Такую заботу мужчина поначалу объяснял беспокойством – мое знакомство с Антониной Суховой произвело на него большее впечатление, чем на меня саму (на вопрос о неведомых охранниках, обещанных некоторое время назад, Репьевский ответил, что себе доверяет гораздо больше, чем другим). Между тем, очень скоро стало понятно, что в стражи Сева записался больше для удовольствия, нежели для охраны, ибо после наших встреч до дома я добиралась поздно вечером – после похода в кафе, кино или неторопливой прогулки по городским улицам.

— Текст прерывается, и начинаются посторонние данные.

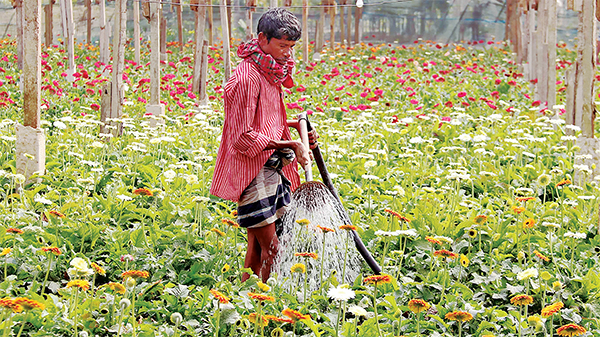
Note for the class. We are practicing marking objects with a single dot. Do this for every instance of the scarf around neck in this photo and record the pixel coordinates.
(274, 72)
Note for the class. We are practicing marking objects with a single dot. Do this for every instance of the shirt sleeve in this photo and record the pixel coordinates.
(243, 105)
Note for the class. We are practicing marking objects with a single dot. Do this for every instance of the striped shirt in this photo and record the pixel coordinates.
(254, 115)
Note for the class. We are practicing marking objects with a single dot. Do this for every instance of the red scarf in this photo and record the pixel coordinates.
(275, 73)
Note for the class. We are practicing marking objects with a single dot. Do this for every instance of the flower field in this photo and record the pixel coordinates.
(462, 187)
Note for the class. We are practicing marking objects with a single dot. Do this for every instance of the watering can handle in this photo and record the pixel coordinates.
(303, 130)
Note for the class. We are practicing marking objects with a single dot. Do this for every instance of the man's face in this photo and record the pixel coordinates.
(280, 49)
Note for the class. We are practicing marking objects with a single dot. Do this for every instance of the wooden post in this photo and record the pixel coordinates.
(342, 26)
(18, 5)
(30, 137)
(88, 12)
(251, 4)
(305, 32)
(66, 8)
(163, 35)
(49, 37)
(155, 109)
(119, 39)
(136, 30)
(225, 37)
(210, 22)
(177, 7)
(104, 34)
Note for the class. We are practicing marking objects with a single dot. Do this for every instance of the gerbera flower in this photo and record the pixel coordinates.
(10, 304)
(378, 279)
(135, 274)
(294, 315)
(28, 304)
(348, 227)
(143, 192)
(570, 330)
(326, 229)
(81, 284)
(433, 240)
(541, 256)
(298, 268)
(253, 318)
(561, 183)
(99, 270)
(116, 287)
(461, 316)
(219, 296)
(261, 297)
(445, 253)
(54, 250)
(480, 219)
(313, 255)
(551, 309)
(529, 223)
(418, 305)
(521, 299)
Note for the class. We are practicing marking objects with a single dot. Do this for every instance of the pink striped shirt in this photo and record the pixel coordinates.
(254, 115)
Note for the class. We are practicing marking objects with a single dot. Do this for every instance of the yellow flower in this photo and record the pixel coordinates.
(5, 251)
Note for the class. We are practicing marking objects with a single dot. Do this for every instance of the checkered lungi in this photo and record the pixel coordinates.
(265, 199)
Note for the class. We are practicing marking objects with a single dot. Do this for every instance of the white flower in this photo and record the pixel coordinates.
(170, 174)
(80, 268)
(59, 125)
(465, 137)
(527, 273)
(357, 311)
(341, 293)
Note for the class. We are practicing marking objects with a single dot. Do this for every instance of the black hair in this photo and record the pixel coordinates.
(279, 22)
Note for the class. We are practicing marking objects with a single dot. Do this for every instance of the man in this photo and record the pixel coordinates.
(256, 164)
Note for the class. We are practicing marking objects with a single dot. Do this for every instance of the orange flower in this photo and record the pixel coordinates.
(219, 296)
(81, 284)
(480, 219)
(261, 297)
(552, 309)
(135, 274)
(529, 223)
(279, 319)
(28, 304)
(56, 213)
(541, 256)
(570, 330)
(14, 231)
(10, 304)
(313, 255)
(326, 229)
(397, 215)
(433, 240)
(445, 253)
(143, 191)
(461, 316)
(376, 279)
(348, 227)
(418, 305)
(295, 315)
(521, 300)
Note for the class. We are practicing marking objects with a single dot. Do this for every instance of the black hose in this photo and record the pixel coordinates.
(360, 246)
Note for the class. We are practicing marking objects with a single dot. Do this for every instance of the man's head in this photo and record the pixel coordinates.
(278, 31)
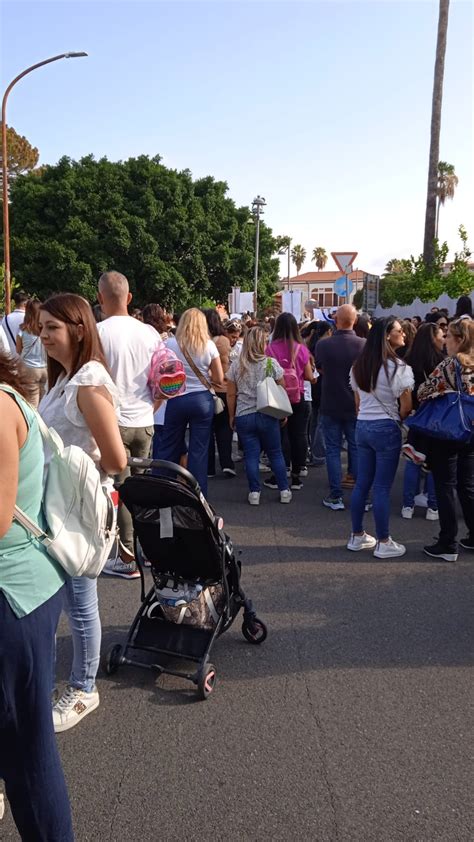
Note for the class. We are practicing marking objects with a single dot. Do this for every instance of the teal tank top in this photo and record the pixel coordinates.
(28, 575)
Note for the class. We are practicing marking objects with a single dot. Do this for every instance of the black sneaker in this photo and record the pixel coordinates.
(438, 551)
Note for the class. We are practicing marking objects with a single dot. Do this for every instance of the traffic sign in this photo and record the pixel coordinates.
(342, 286)
(344, 260)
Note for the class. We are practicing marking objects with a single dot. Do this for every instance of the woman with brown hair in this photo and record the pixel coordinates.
(31, 351)
(31, 591)
(80, 405)
(452, 463)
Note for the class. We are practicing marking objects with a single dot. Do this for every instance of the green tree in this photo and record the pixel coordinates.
(431, 199)
(405, 280)
(21, 155)
(298, 256)
(447, 183)
(177, 240)
(320, 257)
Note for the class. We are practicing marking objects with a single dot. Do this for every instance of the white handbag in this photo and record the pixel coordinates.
(272, 399)
(80, 515)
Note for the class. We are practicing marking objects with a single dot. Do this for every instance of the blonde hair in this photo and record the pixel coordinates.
(253, 348)
(463, 329)
(192, 333)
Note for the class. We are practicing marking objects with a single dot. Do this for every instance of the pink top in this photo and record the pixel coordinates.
(281, 351)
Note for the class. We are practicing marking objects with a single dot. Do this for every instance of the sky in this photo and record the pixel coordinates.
(323, 108)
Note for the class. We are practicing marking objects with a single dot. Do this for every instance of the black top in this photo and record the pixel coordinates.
(335, 357)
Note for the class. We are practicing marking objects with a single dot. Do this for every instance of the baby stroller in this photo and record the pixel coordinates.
(196, 593)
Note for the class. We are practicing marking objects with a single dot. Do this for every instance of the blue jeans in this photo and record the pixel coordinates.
(378, 448)
(316, 438)
(29, 759)
(196, 410)
(261, 432)
(333, 430)
(82, 608)
(411, 486)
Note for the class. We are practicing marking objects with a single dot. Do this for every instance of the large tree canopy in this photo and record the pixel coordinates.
(177, 240)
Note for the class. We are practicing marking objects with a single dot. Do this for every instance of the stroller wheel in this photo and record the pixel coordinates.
(112, 659)
(207, 678)
(255, 631)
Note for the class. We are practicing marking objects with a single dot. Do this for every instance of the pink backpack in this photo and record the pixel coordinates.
(290, 377)
(167, 378)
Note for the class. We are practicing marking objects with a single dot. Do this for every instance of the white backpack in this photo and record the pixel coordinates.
(79, 512)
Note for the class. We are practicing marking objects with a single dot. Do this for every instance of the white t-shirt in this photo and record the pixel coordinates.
(201, 361)
(59, 409)
(387, 392)
(128, 347)
(12, 323)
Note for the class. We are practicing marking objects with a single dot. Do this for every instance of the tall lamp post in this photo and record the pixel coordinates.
(257, 209)
(6, 219)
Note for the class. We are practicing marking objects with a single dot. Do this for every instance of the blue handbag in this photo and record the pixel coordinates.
(449, 416)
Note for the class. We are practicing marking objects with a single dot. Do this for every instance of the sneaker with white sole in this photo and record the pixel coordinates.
(254, 498)
(334, 503)
(361, 542)
(124, 569)
(389, 549)
(73, 706)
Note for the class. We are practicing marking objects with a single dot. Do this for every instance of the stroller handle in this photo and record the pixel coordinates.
(136, 462)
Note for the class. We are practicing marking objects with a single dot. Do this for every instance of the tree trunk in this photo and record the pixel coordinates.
(430, 217)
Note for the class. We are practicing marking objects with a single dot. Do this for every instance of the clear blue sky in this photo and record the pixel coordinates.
(321, 107)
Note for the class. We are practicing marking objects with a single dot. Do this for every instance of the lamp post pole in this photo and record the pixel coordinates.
(6, 218)
(257, 208)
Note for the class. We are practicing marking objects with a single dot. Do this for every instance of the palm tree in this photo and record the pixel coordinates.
(298, 256)
(447, 183)
(320, 257)
(431, 198)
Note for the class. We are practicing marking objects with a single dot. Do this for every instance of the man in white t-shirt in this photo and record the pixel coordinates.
(128, 346)
(11, 323)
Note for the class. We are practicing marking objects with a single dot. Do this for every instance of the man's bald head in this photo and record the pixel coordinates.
(346, 317)
(114, 293)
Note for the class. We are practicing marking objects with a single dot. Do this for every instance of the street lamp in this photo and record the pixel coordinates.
(257, 209)
(6, 220)
(287, 249)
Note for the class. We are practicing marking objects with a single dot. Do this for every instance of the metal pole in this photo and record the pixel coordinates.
(6, 218)
(257, 245)
(289, 250)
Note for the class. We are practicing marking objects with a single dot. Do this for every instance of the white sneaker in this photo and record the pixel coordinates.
(421, 500)
(361, 542)
(73, 706)
(124, 569)
(389, 549)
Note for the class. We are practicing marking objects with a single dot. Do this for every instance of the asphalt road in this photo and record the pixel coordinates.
(353, 721)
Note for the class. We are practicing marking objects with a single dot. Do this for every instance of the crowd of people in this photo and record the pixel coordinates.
(351, 382)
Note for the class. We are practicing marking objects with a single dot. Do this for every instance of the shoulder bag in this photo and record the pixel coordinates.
(80, 515)
(219, 404)
(449, 416)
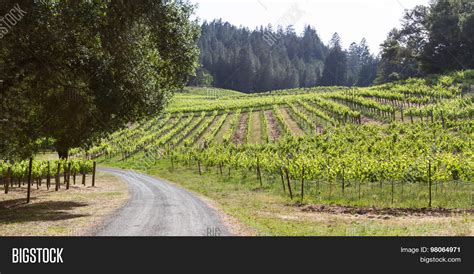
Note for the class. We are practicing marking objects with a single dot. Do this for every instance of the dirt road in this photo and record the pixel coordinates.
(158, 208)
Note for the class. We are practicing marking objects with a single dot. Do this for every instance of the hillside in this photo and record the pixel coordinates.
(405, 137)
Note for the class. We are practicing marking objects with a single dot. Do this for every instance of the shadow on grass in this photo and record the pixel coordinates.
(17, 211)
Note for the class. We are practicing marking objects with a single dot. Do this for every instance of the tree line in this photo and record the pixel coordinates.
(267, 59)
(433, 39)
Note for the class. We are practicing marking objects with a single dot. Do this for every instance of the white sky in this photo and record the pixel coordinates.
(353, 20)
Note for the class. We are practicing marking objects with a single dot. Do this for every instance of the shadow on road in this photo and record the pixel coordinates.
(16, 211)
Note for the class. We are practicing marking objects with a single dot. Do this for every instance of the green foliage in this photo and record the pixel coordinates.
(116, 63)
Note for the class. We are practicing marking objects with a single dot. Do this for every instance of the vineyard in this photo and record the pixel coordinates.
(53, 174)
(404, 144)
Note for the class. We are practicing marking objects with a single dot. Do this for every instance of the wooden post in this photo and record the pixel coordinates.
(429, 181)
(289, 184)
(442, 119)
(57, 177)
(8, 179)
(259, 174)
(93, 173)
(48, 177)
(342, 183)
(302, 183)
(392, 191)
(282, 180)
(68, 176)
(28, 194)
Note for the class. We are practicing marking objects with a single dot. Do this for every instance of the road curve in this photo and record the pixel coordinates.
(158, 208)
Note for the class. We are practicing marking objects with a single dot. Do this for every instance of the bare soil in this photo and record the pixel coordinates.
(239, 136)
(272, 125)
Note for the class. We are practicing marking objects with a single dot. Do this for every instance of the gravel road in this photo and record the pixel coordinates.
(158, 208)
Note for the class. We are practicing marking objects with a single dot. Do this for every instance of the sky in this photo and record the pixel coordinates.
(351, 19)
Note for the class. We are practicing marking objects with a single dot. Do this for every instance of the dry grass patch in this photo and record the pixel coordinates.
(72, 212)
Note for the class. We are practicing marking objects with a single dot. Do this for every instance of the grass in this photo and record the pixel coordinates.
(72, 212)
(267, 212)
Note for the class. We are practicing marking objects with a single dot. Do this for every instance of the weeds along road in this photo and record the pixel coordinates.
(158, 208)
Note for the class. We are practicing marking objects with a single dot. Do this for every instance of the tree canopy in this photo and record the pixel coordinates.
(74, 70)
(433, 39)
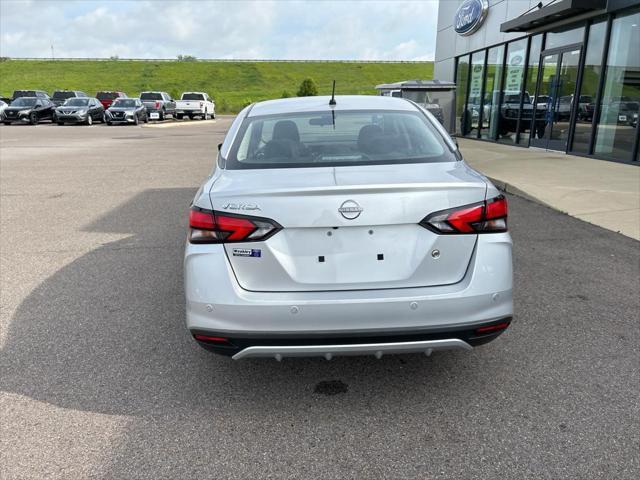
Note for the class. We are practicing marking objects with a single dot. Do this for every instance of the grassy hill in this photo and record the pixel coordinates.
(232, 84)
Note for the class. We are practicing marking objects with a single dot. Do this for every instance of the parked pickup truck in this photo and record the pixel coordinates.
(158, 104)
(195, 104)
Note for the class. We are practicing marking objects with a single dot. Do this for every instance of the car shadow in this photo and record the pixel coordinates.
(106, 334)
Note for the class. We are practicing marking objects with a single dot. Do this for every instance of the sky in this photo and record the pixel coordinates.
(266, 29)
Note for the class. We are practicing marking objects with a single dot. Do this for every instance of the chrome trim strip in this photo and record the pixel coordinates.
(329, 351)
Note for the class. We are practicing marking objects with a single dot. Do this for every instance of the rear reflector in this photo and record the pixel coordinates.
(207, 338)
(492, 328)
(207, 226)
(489, 216)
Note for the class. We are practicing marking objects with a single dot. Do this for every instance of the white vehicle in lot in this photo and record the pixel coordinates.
(351, 227)
(195, 104)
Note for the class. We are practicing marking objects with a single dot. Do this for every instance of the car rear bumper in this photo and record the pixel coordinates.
(217, 306)
(329, 345)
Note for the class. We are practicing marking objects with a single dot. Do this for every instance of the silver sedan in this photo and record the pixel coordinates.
(346, 226)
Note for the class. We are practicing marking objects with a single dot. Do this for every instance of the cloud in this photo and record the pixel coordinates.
(401, 30)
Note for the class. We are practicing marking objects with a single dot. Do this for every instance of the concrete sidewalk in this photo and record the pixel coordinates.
(596, 191)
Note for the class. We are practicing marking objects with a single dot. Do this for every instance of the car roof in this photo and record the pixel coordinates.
(343, 102)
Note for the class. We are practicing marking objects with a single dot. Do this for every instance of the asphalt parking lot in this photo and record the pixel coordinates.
(100, 378)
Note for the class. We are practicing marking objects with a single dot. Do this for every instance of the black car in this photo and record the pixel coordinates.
(126, 110)
(80, 110)
(60, 96)
(29, 109)
(29, 93)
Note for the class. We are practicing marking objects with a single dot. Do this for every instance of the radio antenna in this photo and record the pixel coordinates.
(333, 95)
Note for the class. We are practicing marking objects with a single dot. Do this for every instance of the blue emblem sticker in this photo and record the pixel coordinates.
(247, 252)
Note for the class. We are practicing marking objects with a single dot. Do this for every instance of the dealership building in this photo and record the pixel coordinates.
(560, 75)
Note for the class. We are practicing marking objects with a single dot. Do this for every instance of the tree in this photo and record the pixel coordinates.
(308, 88)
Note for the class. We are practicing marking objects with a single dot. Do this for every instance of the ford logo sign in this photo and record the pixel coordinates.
(470, 16)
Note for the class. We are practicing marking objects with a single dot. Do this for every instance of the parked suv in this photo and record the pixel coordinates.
(29, 109)
(80, 110)
(29, 93)
(60, 96)
(158, 104)
(107, 98)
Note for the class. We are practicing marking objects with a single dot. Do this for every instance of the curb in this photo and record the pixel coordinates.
(508, 188)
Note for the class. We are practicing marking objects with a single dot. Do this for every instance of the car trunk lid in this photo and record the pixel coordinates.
(349, 228)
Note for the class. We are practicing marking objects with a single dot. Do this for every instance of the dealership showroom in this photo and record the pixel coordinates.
(560, 75)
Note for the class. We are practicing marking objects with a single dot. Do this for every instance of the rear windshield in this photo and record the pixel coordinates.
(24, 93)
(77, 102)
(63, 95)
(106, 95)
(317, 139)
(151, 96)
(24, 102)
(124, 103)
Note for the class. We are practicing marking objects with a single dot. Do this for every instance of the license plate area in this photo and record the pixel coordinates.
(389, 256)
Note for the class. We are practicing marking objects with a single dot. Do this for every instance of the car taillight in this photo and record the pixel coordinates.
(208, 226)
(489, 216)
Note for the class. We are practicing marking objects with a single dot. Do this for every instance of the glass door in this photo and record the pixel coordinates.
(555, 102)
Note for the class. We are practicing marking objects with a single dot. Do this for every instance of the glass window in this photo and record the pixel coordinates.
(589, 87)
(317, 139)
(472, 114)
(563, 38)
(530, 84)
(621, 94)
(492, 86)
(511, 93)
(461, 93)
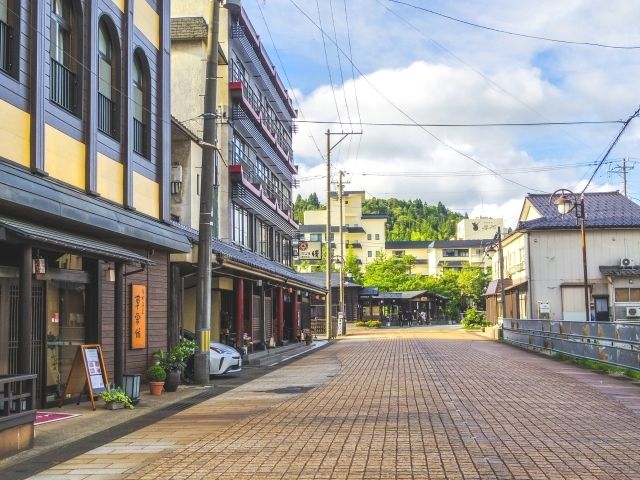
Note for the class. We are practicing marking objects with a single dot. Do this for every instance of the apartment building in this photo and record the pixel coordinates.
(255, 289)
(84, 186)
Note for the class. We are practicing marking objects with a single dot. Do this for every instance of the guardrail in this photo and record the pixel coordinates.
(614, 343)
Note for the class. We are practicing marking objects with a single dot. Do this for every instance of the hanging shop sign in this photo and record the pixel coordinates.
(138, 316)
(310, 250)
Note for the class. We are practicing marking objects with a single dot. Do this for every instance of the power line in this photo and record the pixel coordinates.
(507, 124)
(507, 32)
(405, 114)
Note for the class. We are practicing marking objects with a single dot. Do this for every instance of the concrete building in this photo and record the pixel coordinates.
(84, 186)
(544, 269)
(255, 291)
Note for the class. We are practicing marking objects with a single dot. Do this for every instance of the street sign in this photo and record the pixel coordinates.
(310, 250)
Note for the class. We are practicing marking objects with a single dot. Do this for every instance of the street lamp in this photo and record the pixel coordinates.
(566, 201)
(496, 244)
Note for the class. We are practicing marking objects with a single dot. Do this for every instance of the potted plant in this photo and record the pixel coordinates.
(115, 398)
(156, 376)
(174, 362)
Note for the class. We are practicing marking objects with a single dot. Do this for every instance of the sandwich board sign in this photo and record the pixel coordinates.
(88, 374)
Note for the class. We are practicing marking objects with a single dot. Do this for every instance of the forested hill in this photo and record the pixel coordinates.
(414, 220)
(408, 220)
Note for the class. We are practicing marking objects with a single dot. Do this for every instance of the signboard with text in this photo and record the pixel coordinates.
(138, 316)
(310, 250)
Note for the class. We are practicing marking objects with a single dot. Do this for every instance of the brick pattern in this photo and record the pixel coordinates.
(415, 404)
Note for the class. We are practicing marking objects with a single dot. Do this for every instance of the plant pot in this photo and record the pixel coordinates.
(172, 381)
(156, 388)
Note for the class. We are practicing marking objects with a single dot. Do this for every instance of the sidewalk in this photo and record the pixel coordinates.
(59, 441)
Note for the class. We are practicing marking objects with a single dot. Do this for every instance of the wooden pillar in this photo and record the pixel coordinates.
(294, 314)
(25, 325)
(280, 334)
(239, 311)
(118, 325)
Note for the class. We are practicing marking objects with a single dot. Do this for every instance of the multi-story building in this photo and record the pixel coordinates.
(255, 290)
(544, 270)
(364, 233)
(84, 185)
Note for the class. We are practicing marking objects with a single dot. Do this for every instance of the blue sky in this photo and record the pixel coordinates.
(410, 65)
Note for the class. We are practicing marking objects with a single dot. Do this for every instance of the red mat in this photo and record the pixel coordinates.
(48, 417)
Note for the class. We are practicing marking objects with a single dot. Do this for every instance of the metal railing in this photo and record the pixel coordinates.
(5, 46)
(17, 398)
(139, 133)
(63, 86)
(614, 343)
(106, 109)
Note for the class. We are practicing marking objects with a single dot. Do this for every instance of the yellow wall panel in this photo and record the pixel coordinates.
(110, 179)
(147, 21)
(146, 195)
(15, 134)
(64, 157)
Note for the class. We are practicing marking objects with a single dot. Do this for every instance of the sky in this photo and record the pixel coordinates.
(392, 63)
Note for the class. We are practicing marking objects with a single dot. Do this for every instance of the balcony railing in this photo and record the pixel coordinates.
(139, 132)
(63, 86)
(5, 46)
(106, 109)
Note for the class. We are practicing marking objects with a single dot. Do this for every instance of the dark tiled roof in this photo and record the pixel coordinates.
(459, 243)
(251, 259)
(407, 245)
(319, 278)
(602, 210)
(188, 28)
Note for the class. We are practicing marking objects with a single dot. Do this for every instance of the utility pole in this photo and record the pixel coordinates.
(342, 259)
(328, 228)
(208, 202)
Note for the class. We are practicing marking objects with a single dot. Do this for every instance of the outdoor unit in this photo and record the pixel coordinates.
(627, 263)
(633, 312)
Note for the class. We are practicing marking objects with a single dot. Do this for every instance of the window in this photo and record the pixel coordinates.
(63, 80)
(455, 252)
(627, 294)
(106, 73)
(141, 104)
(241, 226)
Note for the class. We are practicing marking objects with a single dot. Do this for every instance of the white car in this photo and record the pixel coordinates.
(223, 359)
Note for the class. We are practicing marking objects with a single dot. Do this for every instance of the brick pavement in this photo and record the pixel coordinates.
(413, 403)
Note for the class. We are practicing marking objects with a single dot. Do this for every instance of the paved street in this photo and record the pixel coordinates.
(426, 402)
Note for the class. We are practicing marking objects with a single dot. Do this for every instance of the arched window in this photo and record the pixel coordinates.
(106, 70)
(140, 104)
(64, 81)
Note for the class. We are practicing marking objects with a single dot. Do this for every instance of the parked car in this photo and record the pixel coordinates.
(223, 359)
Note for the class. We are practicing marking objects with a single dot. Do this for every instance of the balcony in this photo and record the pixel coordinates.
(63, 86)
(139, 135)
(106, 110)
(6, 36)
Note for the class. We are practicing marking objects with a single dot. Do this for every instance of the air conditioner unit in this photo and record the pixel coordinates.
(633, 312)
(627, 263)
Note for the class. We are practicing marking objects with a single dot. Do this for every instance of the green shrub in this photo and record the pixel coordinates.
(156, 373)
(474, 318)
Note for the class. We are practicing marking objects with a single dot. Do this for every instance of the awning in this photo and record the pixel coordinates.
(69, 241)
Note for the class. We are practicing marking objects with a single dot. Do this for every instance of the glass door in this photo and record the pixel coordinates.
(65, 332)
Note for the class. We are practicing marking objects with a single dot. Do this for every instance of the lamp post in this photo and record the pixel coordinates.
(496, 243)
(567, 201)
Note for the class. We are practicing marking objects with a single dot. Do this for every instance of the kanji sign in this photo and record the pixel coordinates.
(138, 316)
(310, 250)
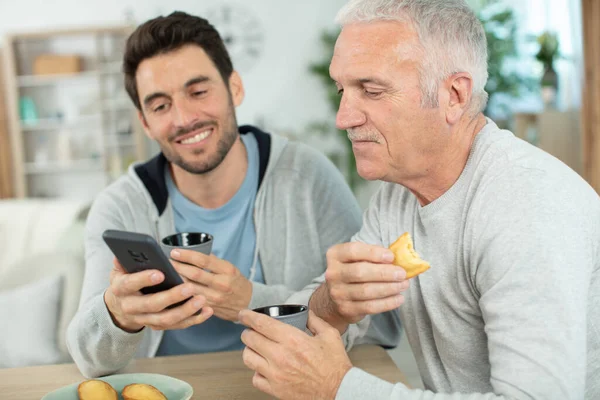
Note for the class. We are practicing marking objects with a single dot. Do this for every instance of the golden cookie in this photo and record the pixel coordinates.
(141, 391)
(406, 257)
(95, 389)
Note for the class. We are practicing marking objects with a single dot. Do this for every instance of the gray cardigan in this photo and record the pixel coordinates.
(303, 206)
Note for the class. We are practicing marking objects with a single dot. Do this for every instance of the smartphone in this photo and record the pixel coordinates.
(138, 252)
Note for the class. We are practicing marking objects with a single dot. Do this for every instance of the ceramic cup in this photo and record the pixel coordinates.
(291, 314)
(197, 241)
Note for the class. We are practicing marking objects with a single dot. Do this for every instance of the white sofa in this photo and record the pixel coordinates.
(41, 270)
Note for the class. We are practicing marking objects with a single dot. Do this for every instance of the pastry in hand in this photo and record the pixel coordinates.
(142, 391)
(95, 389)
(406, 257)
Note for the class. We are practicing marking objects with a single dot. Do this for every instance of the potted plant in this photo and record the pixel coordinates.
(547, 54)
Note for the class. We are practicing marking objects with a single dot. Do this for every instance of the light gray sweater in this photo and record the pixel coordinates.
(303, 207)
(510, 308)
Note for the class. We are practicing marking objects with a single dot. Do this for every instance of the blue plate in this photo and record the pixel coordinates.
(173, 389)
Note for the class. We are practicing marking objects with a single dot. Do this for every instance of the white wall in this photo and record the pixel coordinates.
(280, 92)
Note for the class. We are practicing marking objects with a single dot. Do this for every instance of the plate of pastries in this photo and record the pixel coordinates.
(125, 387)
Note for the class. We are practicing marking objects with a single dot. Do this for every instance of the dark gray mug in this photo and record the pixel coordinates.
(197, 241)
(291, 314)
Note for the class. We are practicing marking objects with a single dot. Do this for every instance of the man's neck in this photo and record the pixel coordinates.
(215, 188)
(450, 165)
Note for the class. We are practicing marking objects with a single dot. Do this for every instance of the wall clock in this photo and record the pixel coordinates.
(241, 31)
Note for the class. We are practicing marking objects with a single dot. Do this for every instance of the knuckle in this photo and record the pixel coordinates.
(335, 292)
(256, 381)
(331, 253)
(331, 274)
(223, 286)
(358, 272)
(126, 308)
(345, 309)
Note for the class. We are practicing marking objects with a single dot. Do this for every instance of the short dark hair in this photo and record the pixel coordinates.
(164, 34)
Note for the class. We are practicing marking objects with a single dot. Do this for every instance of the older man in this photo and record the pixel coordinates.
(509, 308)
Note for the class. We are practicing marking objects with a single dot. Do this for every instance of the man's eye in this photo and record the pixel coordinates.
(372, 94)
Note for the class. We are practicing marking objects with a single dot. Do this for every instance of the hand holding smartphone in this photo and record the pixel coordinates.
(137, 252)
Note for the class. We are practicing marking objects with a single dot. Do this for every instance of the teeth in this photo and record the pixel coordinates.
(197, 138)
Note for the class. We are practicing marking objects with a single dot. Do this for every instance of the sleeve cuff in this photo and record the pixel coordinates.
(105, 322)
(358, 384)
(263, 295)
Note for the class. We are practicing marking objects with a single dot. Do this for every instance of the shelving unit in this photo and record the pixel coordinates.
(71, 133)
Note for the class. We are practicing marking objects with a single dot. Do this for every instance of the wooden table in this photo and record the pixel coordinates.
(213, 375)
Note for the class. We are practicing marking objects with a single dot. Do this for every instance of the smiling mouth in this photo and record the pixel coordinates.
(197, 137)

Ничего против таких каждодневных свиданий я не имела, наоборот, с нетерпением ждала окончания рабочего дня, чтобы рассказать Всеволоду о курьезном происшествии, случившемся на очередной экскурсии, или послушать его собственный рассказ о новых клиентах и потрясающих разработках знакомых инженеров.
Все это было настолько просто и естественно, что даже вольности, которые Сева начал позволять себе по время наших встреч, смотрелись чем-то нормальным и само собой разумеющимся. В самом деле, что особенного в целомудренном поцелуе или прогулке под руку? При встрече я уже сама вставала на цыпочки, чтобы чмокнуть Репьевского в щеку и уверенно совала руку ему под локоть, когда мы отправлялись смотреть очередной мост или новый музыкальный фонтан.
Временами Всеволоду удавалось меня здорово удивить, если не сказать ошарашить. Так, в прошлую субботу, явившись в гости к бабушке и дедушке, я обнаружила владельца Сокровищ и легенд на их кухне. Он сидел за столом и с аппетитом что-то уплетал из большой миски.
- Что ты здесь делаешь? – удивилась я тогда.
- Ем борщ, - невозмутимо ответил Сева.
Я перевела взгляд на свою бабулю, любовно наблюдающую за тем, как визитер орудует ложкой.
- Всеволод Иванович приехал за своей картиной, - сказала она. – Оказывается, то большое полотно с зайцами и белками нашему деду заказал именно он.
- Через посредника, - добавил Сева. – Представляешь, какое вышло совпадение?
Совпадение, ага.
- Зайцы и белки? – переспросила я.
- Да, - все так же невозмутимо кивнул Репьевский. – Люблю я эту пушнину. Вкусная она. Особенно зайцы.